Beth Mordecai is the last remaining synagogue in a city that once had five shuls and a Jewish community that comprised 15 percent of the population.

As rabbi of a “small, but growing community,” Saks said he feels the responsibility to keep alive memories of “a city that was once thought to be a Camelot for Jews.”

The weekend will included a special Friday evening oneg Shabbat and a Saturday service highlighting the synagogue’s past and its vision for its future.

After kiddush lunch on Saturday, the afternoon will be filled with opportunities to shmooze with current and former members. Congregation president Norman Silverstein of Hillsborough described it as “an alumni homecoming weekend.”

Saturday’s activities will include a walking tour through the historic Raritan Bay district and its renovated marina and waterfront. That evening a “shmooze cruise” with dinner and a Purim celebration will sail around the bay.

After the reading of the megillat Esther the next morning, a lunch will be held featuring past lay and religious leaders, including former religious leaders Rabbis Barry Dov Schwartz and Melinda Zalma.

The idea for the reunion came six months ago when a group of New Yorkers whose childhoods were spent at Beth Mordecai were sitting around the Manhattan apartment of synagogue member Robert Klein with Saks and his wife, Rachael.

“The group cut across the generations; there were people there in their 40s to their 80s,” said Klein. “The rabbi just wowed us with his enthusiasm and commitment to breathing new life into this congregation.”

Klein has longstanding ties to the shul his grandparents, Joseph and Esther Klein, helped to found. In 1902 they became the first couple to marry in its new building. In 1937, Klein’s parents were married there by Davidson, who would also marry him and his wife, Elaine, in 1964.

His fondest memories revolve around Davidson and Ephros, whom he called “legendary leaders who had a lifelong influence on anyone who was fortunate enough to know them and study with them.”

Reunion chair Cheryl August was part of that New York group. She said other former members were located through old membership lists, newspaper advertisements, and word of mouth.

Her own parents joined 50 years ago and August, still a member, attended Sunday and Hebrew school at Beth Mordecai.
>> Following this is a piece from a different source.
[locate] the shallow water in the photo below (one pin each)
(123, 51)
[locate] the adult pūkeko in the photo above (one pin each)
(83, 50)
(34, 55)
“I never left,” said August. “Even though I live and work in New York, it’s the place I always go back to for Rosh Hashana and Yom Kippur. My mother, Dorothy August, is in Edison but still belongs. That sanctuary never ceases to amaze me when I walk in that door. When I think back about how much a part of my life it has been, I can’t imagine Beth Mordecai not being there. I just feel a very deep connection to that building.”